Les participants qui entreprennent ce programme le font généralement à l’occasion d’un passage nébuleux dans leur vie professionnelle. Ils sont souvent diplômés de l’enseignement supérieur et ont pour la majorité d’entre eux une expérience professionnelle de plusieurs années. L’âge dans la population étudiée variait de 27 à 59 ans avec un âge moyen à 42 ans. Les participants sont souvent issus de parcours linéaires les ayant amenés à exercer des rôles de responsabilité, d’encadrement ou de production intellectuelle. Au moment de l’étude, 30 % d’entre eux étaient au chômage. Les autres occupaient un poste à temps plein.
Pour évaluer l’impact du programme des participants, nous avons utilisé le questionnaire « Career Adapt-Abilities Scale » qui mesure l’adaptabilité de carrière à partir de quatre dimensions indépendantes : la conscience de l’importance de se préoccuper de son parcours, le sentiment de contrôle sur ses choix, la curiosité pour explorer ce qui est possible, et la confiance dans sa capacité à résoudre des situations nouvelles. Chaque dimension rassemble 6 items sous forme d’échelles en 5 points. Pour chaque item, le participant évalue avec quelle force la dimension en question est présente chez lui, allant de 1, « l’aptitude n’est pas une force », à 5 « c’est l’aptitude la plus forte ».
Sur une période de deux ans, au cours de laquelle la formation a pris place, le questionnaire a été soumis à une petite centaine d’individus à trois reprises, au début, au milieu et à la fin du programme de formation. La conclusion de l’analyse est limpide : les participants perçoivent globalement une nette augmentation de leur niveau de préoccupation de leur avenir, une augmentation de leur sentiment de contrôle sur ce qui peut leur arriver, une meilleure aisance à s’imaginer dans des contextes professionnels et de vie variés et à rechercher et intégrer des informations nouvelles sur leur environnement ou sur des évolutions possibles de leur situation.

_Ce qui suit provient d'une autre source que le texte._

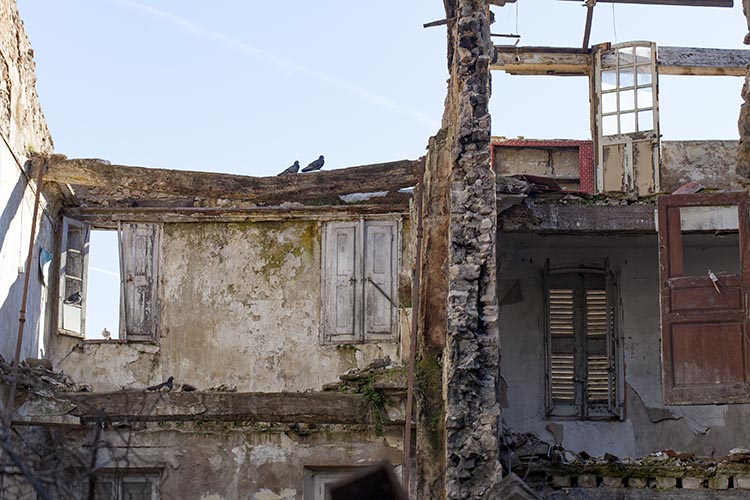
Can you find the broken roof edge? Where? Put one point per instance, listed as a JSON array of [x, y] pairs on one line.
[[96, 182]]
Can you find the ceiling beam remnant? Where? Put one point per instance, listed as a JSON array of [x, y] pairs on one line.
[[145, 183], [682, 3], [576, 62]]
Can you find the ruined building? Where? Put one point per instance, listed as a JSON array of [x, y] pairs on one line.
[[573, 314]]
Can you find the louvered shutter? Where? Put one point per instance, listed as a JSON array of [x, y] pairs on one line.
[[341, 310], [139, 263], [563, 392], [379, 289], [73, 274]]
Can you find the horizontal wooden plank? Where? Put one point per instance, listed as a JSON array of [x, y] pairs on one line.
[[109, 217], [702, 61], [121, 182], [285, 407], [542, 61], [683, 3], [554, 218]]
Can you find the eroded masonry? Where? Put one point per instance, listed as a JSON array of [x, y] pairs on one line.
[[570, 316]]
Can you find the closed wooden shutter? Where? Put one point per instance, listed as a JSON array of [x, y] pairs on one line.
[[139, 261], [73, 277], [341, 270], [379, 290]]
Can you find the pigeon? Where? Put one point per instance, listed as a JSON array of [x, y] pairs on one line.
[[73, 298], [291, 170], [163, 386], [316, 165]]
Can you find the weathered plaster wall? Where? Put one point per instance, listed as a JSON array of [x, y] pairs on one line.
[[217, 461], [23, 130], [712, 163], [240, 306], [649, 425]]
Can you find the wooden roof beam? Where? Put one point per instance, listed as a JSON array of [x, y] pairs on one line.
[[125, 182], [576, 62]]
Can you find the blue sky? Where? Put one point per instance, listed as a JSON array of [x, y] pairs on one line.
[[248, 87]]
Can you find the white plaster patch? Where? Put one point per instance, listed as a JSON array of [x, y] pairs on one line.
[[265, 454], [240, 453], [266, 494]]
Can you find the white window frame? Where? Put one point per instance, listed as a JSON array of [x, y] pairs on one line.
[[369, 289], [581, 407]]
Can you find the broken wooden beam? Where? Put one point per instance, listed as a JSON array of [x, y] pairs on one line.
[[702, 61], [283, 407], [552, 218], [126, 182], [563, 61], [560, 61]]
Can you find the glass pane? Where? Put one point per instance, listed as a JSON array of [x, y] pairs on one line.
[[643, 54], [627, 100], [627, 123], [609, 102], [609, 125], [643, 75], [609, 79], [136, 490], [627, 78], [626, 55], [645, 120], [645, 98]]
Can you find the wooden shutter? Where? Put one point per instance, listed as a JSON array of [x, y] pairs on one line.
[[704, 330], [379, 279], [73, 274], [342, 308], [139, 262]]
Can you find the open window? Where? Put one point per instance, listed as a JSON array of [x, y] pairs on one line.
[[360, 264], [583, 373], [704, 266], [136, 258]]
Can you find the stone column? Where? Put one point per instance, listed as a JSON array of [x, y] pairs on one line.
[[460, 242]]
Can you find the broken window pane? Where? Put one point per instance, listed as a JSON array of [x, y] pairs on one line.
[[627, 123], [609, 102], [609, 125], [627, 100]]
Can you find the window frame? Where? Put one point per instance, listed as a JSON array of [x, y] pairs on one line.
[[582, 408], [364, 290], [128, 264]]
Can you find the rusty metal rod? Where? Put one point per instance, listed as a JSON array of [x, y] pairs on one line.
[[406, 467], [22, 317]]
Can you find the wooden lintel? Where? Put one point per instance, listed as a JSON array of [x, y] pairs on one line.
[[682, 3], [103, 217], [542, 61], [139, 182], [286, 407], [552, 218], [702, 61]]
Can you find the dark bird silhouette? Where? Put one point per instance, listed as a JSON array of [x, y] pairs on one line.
[[164, 385], [316, 165], [73, 298], [291, 170]]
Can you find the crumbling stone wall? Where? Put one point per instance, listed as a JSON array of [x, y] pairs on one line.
[[464, 172]]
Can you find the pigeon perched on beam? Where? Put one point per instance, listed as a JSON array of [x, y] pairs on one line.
[[73, 298], [164, 386], [316, 165], [291, 170]]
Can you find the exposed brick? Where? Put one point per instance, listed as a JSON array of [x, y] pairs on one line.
[[586, 481], [666, 483], [692, 483], [718, 482], [612, 482]]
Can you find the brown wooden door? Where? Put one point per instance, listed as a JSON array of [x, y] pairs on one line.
[[704, 317]]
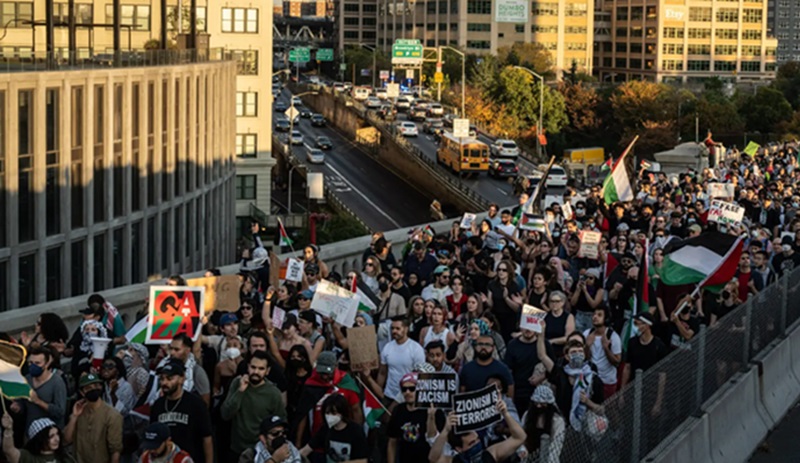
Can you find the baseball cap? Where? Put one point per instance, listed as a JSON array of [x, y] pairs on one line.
[[155, 435], [172, 367], [326, 362]]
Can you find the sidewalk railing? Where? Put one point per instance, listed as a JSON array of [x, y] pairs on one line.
[[643, 415]]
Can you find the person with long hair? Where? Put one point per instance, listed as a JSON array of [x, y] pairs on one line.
[[44, 442], [543, 417]]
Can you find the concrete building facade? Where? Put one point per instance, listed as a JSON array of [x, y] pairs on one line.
[[107, 180]]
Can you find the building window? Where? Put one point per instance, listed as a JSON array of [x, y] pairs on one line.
[[245, 187], [246, 104], [247, 62], [137, 16], [240, 20], [246, 145]]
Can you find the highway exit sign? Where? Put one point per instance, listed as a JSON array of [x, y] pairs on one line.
[[300, 55]]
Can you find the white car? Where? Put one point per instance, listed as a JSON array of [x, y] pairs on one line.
[[505, 148], [408, 129], [296, 138], [315, 156]]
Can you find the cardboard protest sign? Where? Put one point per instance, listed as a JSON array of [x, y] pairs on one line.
[[721, 190], [222, 292], [590, 244], [476, 410], [335, 302], [278, 316], [294, 270], [725, 213], [174, 310], [437, 389], [466, 221], [532, 318], [363, 346]]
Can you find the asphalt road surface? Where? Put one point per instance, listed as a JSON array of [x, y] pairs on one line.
[[380, 198]]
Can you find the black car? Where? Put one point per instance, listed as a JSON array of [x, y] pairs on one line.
[[318, 120], [324, 143], [503, 168]]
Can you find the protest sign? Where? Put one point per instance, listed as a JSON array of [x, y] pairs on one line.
[[725, 213], [278, 316], [437, 389], [466, 221], [590, 244], [335, 302], [363, 346], [476, 410], [532, 318], [721, 190], [174, 310], [294, 270], [222, 292]]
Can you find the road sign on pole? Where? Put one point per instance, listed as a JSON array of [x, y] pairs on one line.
[[407, 52], [300, 55], [325, 54]]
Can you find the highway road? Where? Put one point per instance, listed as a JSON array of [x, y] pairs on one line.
[[380, 198]]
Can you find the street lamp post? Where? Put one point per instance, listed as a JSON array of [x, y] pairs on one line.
[[541, 107]]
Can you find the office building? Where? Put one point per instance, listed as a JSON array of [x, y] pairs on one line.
[[683, 41]]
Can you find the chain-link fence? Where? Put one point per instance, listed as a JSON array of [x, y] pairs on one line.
[[646, 412]]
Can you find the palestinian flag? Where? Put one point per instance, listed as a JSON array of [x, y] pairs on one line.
[[12, 384], [373, 410], [709, 260], [617, 186]]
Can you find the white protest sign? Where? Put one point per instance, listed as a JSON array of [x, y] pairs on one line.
[[590, 243], [294, 270], [532, 318], [720, 190], [725, 213], [335, 302], [466, 221]]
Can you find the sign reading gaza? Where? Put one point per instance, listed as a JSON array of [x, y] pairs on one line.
[[436, 389], [476, 410]]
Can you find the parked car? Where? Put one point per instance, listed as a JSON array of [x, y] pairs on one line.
[[318, 120], [324, 143], [504, 148], [408, 129], [503, 168]]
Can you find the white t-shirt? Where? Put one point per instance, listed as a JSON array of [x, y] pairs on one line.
[[400, 359], [607, 371]]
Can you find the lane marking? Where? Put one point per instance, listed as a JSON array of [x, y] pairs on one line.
[[369, 201]]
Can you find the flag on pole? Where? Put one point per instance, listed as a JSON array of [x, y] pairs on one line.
[[617, 186], [12, 384], [709, 260]]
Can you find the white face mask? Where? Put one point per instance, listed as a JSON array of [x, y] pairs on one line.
[[333, 420]]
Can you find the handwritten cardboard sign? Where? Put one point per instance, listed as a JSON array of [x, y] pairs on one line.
[[363, 346], [476, 410], [437, 389], [174, 310], [222, 292], [531, 318]]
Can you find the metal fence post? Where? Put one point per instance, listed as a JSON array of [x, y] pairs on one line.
[[701, 364], [637, 415]]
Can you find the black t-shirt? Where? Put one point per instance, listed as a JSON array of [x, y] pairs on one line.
[[643, 356], [188, 420], [409, 429], [346, 445]]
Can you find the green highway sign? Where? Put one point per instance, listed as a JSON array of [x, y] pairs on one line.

Les participants perçoivent également une confiance accrue dans leur capacité à rebondir, à faire face aux aléas et à résoudre de nouveaux problèmes. Cette amélioration de leur niveau de conscience, de contrôle, de curiosité et de confiance est relevée dès le milieu du programme et se renforce jusqu’à sa fin.

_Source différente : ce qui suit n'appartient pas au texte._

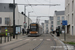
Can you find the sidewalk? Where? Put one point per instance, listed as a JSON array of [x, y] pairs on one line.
[[69, 38], [16, 37]]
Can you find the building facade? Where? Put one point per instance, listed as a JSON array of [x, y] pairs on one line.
[[47, 26], [70, 13], [51, 19], [59, 16]]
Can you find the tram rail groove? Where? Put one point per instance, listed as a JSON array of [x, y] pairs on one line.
[[23, 44], [13, 42]]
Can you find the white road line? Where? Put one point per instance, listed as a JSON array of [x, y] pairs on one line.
[[55, 39], [48, 39], [27, 39], [20, 39], [34, 39], [41, 39]]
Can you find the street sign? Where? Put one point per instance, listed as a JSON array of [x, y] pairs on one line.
[[64, 22]]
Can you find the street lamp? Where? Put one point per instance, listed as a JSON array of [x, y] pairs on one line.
[[28, 17]]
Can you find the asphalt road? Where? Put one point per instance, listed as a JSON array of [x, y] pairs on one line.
[[43, 42]]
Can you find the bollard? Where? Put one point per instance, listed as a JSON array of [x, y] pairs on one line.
[[1, 39], [5, 39], [16, 36], [8, 38]]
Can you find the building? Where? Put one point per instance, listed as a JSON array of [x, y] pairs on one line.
[[70, 13], [51, 19], [58, 17], [6, 17], [47, 26]]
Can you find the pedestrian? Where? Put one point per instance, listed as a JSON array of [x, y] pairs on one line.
[[23, 31], [57, 31]]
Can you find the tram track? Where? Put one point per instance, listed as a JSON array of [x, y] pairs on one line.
[[39, 44], [15, 42], [54, 42], [23, 44]]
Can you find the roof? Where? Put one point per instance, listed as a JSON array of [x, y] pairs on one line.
[[60, 12], [6, 7]]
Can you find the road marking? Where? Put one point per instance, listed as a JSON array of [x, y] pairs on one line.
[[27, 39], [41, 39], [48, 39], [34, 39], [20, 39]]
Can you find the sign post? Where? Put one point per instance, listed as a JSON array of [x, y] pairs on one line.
[[64, 22]]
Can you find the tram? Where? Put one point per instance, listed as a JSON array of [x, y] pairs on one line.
[[35, 29]]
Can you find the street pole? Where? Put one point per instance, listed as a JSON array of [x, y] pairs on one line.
[[28, 20], [24, 16], [14, 19]]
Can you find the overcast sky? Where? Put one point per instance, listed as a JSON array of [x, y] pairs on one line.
[[39, 10]]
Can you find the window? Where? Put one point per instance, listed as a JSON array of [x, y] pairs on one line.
[[58, 22], [7, 21], [63, 18], [58, 18], [0, 20]]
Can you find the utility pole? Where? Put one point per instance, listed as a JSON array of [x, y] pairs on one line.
[[24, 17], [14, 19]]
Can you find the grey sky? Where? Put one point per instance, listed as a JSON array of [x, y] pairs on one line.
[[39, 10]]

Plusieurs questions restent ouvertes
Ce travail a donc permis de rendre objectifs des constats empiriques et des témoignages spontanés des participants au programme. Le plus souvent, ces constats sont documentés pour permettre un suivi de l’évolution des compétences des apprenants. Ils sont alors nombreux à prendre conscience de leur propre apprentissage au fil du programme grâce à ce suivi.
Il n’en reste pas moins que, d’un point de vue scientifique, de nombreuses questions restent ouvertes et permettent une suite d’investigation minutieuse. Parmi elles, la question de la pérennité des apprentissages. Car là aussi, nombreux sont les témoignages sur la permanence de l’activation de l’adaptabilité des anciens apprenants. Une étude quantitative permettrait d’apporter la démonstration scientifique de ce constat.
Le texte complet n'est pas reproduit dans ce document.